NET Bible
"to have them observe the fourteenth and the fifteenth day of the month of Adar each year"
— Esther 9:21, NET Bible
“To stablish this among them, that they should keep the fourteenth day of the month Adar, and the fifteenth day of the same, yearly,”
“to enjoin them that they should keep the fourteenth day of the month Adar, and the fifteenth day of the same, yearly, ”
“to enjoin them that they should keep the fourteenth and fifteenth days of the month Adar yearly,”
“That they should receive the fourteenth and fifteenth day of the month Adar for holy days, and always at the return of the year should celebrate them with solemn honour:”

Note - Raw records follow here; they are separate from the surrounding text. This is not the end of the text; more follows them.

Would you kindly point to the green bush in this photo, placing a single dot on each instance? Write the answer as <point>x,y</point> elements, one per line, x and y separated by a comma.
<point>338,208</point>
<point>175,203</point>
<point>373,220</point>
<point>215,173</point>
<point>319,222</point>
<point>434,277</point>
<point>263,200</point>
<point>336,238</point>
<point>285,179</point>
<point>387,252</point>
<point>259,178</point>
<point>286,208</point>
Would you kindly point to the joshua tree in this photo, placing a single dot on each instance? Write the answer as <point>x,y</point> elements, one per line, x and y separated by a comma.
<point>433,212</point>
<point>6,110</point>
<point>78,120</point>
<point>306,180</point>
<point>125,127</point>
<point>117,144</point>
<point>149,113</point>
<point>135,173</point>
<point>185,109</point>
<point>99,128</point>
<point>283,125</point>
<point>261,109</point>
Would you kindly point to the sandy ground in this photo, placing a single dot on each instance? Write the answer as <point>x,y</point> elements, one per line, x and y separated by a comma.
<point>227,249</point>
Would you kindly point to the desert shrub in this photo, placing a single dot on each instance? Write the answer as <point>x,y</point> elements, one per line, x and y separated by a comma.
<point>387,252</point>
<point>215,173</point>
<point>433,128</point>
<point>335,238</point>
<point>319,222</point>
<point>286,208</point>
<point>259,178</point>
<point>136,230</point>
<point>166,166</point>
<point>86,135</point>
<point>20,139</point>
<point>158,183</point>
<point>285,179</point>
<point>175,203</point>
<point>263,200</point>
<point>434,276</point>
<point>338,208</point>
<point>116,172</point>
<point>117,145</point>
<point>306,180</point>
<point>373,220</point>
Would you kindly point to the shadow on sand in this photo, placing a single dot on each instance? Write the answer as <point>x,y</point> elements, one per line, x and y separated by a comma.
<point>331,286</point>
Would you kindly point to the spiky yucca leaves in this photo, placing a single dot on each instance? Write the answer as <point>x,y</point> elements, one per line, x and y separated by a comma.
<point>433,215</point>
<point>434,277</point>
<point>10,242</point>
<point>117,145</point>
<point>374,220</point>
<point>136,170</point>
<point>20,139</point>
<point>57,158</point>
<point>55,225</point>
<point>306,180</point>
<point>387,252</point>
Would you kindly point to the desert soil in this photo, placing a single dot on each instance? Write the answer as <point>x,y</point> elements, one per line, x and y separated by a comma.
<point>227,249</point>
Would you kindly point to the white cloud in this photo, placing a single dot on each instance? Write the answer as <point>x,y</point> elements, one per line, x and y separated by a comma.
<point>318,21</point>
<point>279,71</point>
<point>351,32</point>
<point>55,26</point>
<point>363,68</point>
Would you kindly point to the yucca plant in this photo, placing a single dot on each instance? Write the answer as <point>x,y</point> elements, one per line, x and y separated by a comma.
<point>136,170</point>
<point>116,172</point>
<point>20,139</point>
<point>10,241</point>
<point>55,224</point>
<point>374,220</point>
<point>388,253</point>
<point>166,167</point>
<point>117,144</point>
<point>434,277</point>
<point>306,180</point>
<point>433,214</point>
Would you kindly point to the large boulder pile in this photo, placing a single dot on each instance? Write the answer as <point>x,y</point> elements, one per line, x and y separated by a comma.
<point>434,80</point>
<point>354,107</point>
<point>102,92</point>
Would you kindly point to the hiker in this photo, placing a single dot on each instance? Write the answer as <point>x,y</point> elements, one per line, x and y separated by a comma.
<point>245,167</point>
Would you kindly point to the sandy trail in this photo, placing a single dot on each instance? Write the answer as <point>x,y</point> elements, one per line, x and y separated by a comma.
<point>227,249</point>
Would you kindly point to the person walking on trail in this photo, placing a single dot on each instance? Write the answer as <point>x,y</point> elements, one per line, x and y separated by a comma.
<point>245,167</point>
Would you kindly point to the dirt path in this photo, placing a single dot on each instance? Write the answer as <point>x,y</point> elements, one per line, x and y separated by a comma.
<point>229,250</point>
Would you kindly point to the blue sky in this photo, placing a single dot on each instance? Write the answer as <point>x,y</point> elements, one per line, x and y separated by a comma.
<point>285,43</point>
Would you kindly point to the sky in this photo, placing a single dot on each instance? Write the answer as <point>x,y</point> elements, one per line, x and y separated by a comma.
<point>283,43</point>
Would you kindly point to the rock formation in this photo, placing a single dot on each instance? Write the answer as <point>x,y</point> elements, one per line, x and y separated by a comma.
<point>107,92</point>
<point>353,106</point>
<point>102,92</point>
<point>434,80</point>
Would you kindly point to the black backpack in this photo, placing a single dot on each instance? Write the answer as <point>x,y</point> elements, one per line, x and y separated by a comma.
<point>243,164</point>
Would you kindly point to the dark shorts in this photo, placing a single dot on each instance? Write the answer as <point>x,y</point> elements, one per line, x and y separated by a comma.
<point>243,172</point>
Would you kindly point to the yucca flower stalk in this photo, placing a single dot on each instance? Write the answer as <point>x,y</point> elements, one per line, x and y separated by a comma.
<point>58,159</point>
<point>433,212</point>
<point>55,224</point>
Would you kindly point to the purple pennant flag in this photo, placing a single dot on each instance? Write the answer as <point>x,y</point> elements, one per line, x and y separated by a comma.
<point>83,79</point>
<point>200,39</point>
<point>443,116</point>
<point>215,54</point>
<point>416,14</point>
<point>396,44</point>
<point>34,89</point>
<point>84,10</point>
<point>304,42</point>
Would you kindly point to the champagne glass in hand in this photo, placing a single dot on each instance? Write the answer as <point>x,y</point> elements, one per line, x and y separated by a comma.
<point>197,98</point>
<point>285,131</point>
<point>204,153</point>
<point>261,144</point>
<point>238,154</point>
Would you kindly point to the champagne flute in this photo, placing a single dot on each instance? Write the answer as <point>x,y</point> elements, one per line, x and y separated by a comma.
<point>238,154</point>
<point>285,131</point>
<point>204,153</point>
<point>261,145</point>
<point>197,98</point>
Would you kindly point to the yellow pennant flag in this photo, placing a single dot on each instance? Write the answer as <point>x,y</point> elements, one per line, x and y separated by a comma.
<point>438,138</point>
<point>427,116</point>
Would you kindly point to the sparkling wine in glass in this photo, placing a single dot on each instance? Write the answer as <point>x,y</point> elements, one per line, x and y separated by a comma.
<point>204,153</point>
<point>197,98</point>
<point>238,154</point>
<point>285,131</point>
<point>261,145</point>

“Ordering them to keep the fourteenth day of the month Adar and the fifteenth day of the same month, every year,”
“To stablish this among them, that they should keep the fourteenth day of the month Adar, and the fifteenth day of the same, yearly,”
The Origins of the Feast of Purim But the Jews who were in Susa assembled on the thirteenth and fourteenth days, and rested on the fifteenth, making it a day for banqueting and happiness.
This is why the Jews who are in the rural country– those who live in rural cities– set aside the fourteenth day of the month of Adar for happiness, banqueting, a holiday, and sending gifts to one another.
Mordecai wrote these matters down and sent letters to all the Jews who were throughout all the provinces of King Ahasuerus, both near and far,
to have them observe the fourteenth and the fifteenth day of the month of Adar each year
as the time when the Jews gave themselves rest from their enemies– the month when their trouble was turned to happiness and their mourning to a holiday. These were to be days of banqueting, happiness, sending gifts to one another, and providing for the poor.
So the Jews committed themselves to continue what they had begun to do and to what Mordecai had written to them.
For Haman the son of Hammedatha, the Agagite, the enemy of all the Jews, had devised plans against the Jews to destroy them. He had cast pur(that is, the lot) in order to afflict and destroy them.